Table 2. Comparison of luminescence thermometry sensor probes that employ the energetically higher thermalized level. The relative sensitivities are given in the form of (ΔE/k)/T². Only the experimentally obtained values were taken into consideration.

Host	Activator	LIR1	LIR2	Sr (LIR1)	Sr (LIR2)	LIR2 T-Range [K]	Ref.
CaWO4	Dy3+	4I15/2/4F9/2	4G11/2/4F9/2	(1664 K)/T2	(3473 K)/T2	450–800	[18]
YAG	Dy3+	4I15/2/4F9/2	4G11/2/4F9/2	(1500 K)/T2	(3545 K)/T2	600–938	[19]
NaYF4	Nd3+	4F5/2/4F3/2	4F7/2/4F3/2	(1438 K)/T2	(2802 K)/T2	320–720	[20]
YF3	Er3+	2H11/2/4S3/2	4F7/2/4S3/2	(914 K)/T2	(1742 K)/T2	293–473	[21]
YAB	Gd3+	6P5/2/6P7/2	6P3/2/6P7/2	(728 K)/T2	(1611 K)/T2	548–873	[22]
YAP	Dy3+	4I15/2/4F9/2	4G11/2/4F9/2	(1470 K)/T2	(3106 K)/T2	600–850	This work

. The more extensive comparison of LIR2 and sensitivities for Er³⁺ and Dy³⁺ ions can be found in the literature where the values were obtained theoretically for many hosts from the Judd–Ofelt theory [37,38], while Table 2 only presents and compares the values obtained experimentally.
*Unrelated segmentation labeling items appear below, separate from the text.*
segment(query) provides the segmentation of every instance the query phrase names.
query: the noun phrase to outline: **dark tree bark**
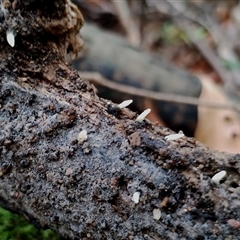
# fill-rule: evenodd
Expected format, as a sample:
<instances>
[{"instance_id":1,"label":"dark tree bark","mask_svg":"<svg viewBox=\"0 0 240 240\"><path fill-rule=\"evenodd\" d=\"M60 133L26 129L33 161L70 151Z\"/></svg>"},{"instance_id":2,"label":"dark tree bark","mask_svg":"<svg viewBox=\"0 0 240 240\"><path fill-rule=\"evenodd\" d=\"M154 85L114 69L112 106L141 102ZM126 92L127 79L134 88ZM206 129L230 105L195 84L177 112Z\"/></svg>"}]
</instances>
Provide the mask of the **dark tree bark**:
<instances>
[{"instance_id":1,"label":"dark tree bark","mask_svg":"<svg viewBox=\"0 0 240 240\"><path fill-rule=\"evenodd\" d=\"M82 25L68 0L10 2L0 24L0 204L72 239L239 239L240 156L167 142L167 128L99 99L65 63Z\"/></svg>"}]
</instances>

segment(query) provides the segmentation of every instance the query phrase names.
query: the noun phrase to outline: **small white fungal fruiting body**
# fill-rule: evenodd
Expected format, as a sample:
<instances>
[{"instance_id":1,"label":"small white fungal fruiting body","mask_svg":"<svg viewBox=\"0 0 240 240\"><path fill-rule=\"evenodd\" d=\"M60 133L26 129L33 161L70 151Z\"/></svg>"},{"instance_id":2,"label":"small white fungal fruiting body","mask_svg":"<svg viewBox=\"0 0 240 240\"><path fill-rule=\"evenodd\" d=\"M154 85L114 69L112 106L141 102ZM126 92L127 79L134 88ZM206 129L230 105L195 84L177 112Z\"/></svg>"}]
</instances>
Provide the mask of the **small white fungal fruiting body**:
<instances>
[{"instance_id":1,"label":"small white fungal fruiting body","mask_svg":"<svg viewBox=\"0 0 240 240\"><path fill-rule=\"evenodd\" d=\"M226 174L227 174L227 172L224 170L219 173L216 173L212 177L212 182L214 182L215 184L219 184L219 182L226 176Z\"/></svg>"},{"instance_id":2,"label":"small white fungal fruiting body","mask_svg":"<svg viewBox=\"0 0 240 240\"><path fill-rule=\"evenodd\" d=\"M179 131L178 133L170 134L168 136L165 136L165 139L167 141L174 141L174 140L177 140L177 139L179 139L181 137L184 137L184 136L185 135L184 135L183 131Z\"/></svg>"},{"instance_id":3,"label":"small white fungal fruiting body","mask_svg":"<svg viewBox=\"0 0 240 240\"><path fill-rule=\"evenodd\" d=\"M135 192L134 194L133 194L133 197L132 197L132 201L134 201L135 203L139 203L139 198L140 198L140 192Z\"/></svg>"},{"instance_id":4,"label":"small white fungal fruiting body","mask_svg":"<svg viewBox=\"0 0 240 240\"><path fill-rule=\"evenodd\" d=\"M14 30L8 29L6 35L7 35L8 44L11 47L14 47L15 46L15 33L14 33Z\"/></svg>"},{"instance_id":5,"label":"small white fungal fruiting body","mask_svg":"<svg viewBox=\"0 0 240 240\"><path fill-rule=\"evenodd\" d=\"M153 219L159 220L161 218L161 215L162 215L162 213L161 213L160 209L158 209L158 208L153 209Z\"/></svg>"},{"instance_id":6,"label":"small white fungal fruiting body","mask_svg":"<svg viewBox=\"0 0 240 240\"><path fill-rule=\"evenodd\" d=\"M87 140L87 131L86 130L82 130L77 137L77 140L82 143L83 141Z\"/></svg>"},{"instance_id":7,"label":"small white fungal fruiting body","mask_svg":"<svg viewBox=\"0 0 240 240\"><path fill-rule=\"evenodd\" d=\"M8 10L4 6L4 2L1 0L0 1L0 11L3 13L3 15L6 17L8 14Z\"/></svg>"},{"instance_id":8,"label":"small white fungal fruiting body","mask_svg":"<svg viewBox=\"0 0 240 240\"><path fill-rule=\"evenodd\" d=\"M132 99L123 101L122 103L118 104L118 107L119 108L125 108L125 107L129 106L132 102L133 102Z\"/></svg>"},{"instance_id":9,"label":"small white fungal fruiting body","mask_svg":"<svg viewBox=\"0 0 240 240\"><path fill-rule=\"evenodd\" d=\"M136 121L142 122L150 112L151 112L150 108L146 109L137 117Z\"/></svg>"}]
</instances>

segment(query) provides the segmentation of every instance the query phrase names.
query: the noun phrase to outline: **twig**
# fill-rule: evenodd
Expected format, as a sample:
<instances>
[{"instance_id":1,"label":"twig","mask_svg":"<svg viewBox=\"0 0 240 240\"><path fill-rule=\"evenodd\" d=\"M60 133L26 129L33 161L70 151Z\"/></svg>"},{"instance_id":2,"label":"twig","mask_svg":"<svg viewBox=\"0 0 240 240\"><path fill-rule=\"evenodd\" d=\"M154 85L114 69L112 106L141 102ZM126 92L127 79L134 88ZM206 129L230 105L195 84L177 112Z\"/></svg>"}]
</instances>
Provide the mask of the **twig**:
<instances>
[{"instance_id":1,"label":"twig","mask_svg":"<svg viewBox=\"0 0 240 240\"><path fill-rule=\"evenodd\" d=\"M132 86L112 82L104 78L101 74L97 72L79 72L79 74L82 78L89 80L93 84L102 85L112 90L127 93L133 96L149 98L157 101L174 102L179 104L194 105L208 108L232 109L240 112L240 109L234 104L219 104L217 102L207 102L199 100L198 98L194 97L186 97L177 94L161 93L146 89L135 88Z\"/></svg>"}]
</instances>

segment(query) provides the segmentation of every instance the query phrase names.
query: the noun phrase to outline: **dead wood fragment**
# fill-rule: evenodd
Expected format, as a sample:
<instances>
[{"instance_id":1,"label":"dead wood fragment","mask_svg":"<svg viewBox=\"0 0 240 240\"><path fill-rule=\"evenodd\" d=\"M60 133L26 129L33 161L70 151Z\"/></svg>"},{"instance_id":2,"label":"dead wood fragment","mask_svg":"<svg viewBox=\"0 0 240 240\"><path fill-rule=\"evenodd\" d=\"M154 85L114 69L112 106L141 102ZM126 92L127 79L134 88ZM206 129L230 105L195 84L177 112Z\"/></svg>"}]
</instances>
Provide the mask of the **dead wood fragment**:
<instances>
[{"instance_id":1,"label":"dead wood fragment","mask_svg":"<svg viewBox=\"0 0 240 240\"><path fill-rule=\"evenodd\" d=\"M70 2L62 2L19 0L16 9L26 21L18 28L32 14L65 12ZM22 47L30 46L29 38L20 31L12 48L3 40L4 24L1 206L71 239L238 238L227 221L240 219L239 154L211 152L187 137L166 142L169 129L138 123L127 109L111 114L107 101L65 64L61 54L68 31L54 38L43 24L42 36L34 38L37 31L30 27L35 47L24 59ZM49 54L39 61L44 52ZM79 142L82 130L88 137ZM211 177L221 170L227 178L216 186ZM138 204L132 201L136 191ZM159 219L153 210L160 207Z\"/></svg>"}]
</instances>

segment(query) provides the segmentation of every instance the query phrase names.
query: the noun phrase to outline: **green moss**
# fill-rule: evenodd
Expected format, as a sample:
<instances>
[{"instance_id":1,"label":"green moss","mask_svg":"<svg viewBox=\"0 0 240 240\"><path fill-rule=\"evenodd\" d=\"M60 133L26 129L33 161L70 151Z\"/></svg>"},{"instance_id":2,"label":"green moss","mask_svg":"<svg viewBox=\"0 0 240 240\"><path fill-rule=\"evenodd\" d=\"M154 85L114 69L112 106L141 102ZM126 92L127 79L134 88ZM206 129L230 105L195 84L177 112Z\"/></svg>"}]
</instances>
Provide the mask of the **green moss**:
<instances>
[{"instance_id":1,"label":"green moss","mask_svg":"<svg viewBox=\"0 0 240 240\"><path fill-rule=\"evenodd\" d=\"M60 240L52 230L39 230L27 220L0 208L1 240Z\"/></svg>"}]
</instances>

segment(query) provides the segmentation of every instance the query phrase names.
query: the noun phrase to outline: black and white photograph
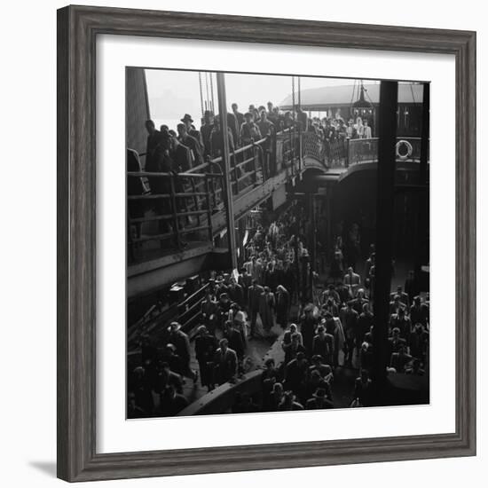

Sr values in Table 2 are given in a format that allows comparisons at all temperatures. The comparison at a single temperature for all the probe materials was not possible as they were investigated at different temperature ranges. Thus, the relative sensitivities are given in the form of (ΔE/k)/T², for the reported values of ΔE in the corresponding literature. As the energy level difference between the 4f levels of lanthanides is approximately host independent, and the relative sensitivity of LIR depends solely on the energy difference between the emitting levels, it is no surprise that the YAP:Dy³⁺ shows similar performance to the other Dy³⁺ investigated probes and also a larger sensitivity than other ions. All three Dy³⁺- activated hosts seen in Table 2, CaWO₄, YAG, and YAP can be used for high-temperature measurements and assessment of the ultra-high temperature sensing capabilities as well as in a true comparison.

4. Conclusions

In this study, three-level luminescence thermometry with Dy³⁺- activated YAP was investigated in order to overcome the sensitivity limitations of Boltzmann thermometers and to obtain a greater relative sensitivity for the LIR readout at high temperatures. As the relative sensitivity at a given temperature is linearly proportional to the ratio of the energy difference, an improvement of approximately two times the relative sensitivity for three-thermalized levels of LIR in comparison to the traditional, two-thermalized levels of LIR is obtained at high temperatures. Three-level thermometry with a higher sensitivity could be used in the following temperature range: beyond temperatures where traditional LIR shows extremely low sensitivity and below the working temperatures of lifetime-based luminescent thermometers. However, the thermometry is limited to the hosts that are chemically stable at high temperatures and to a temperature range in which temperature quenching does not begin prior to the thermalization of higher excited levels.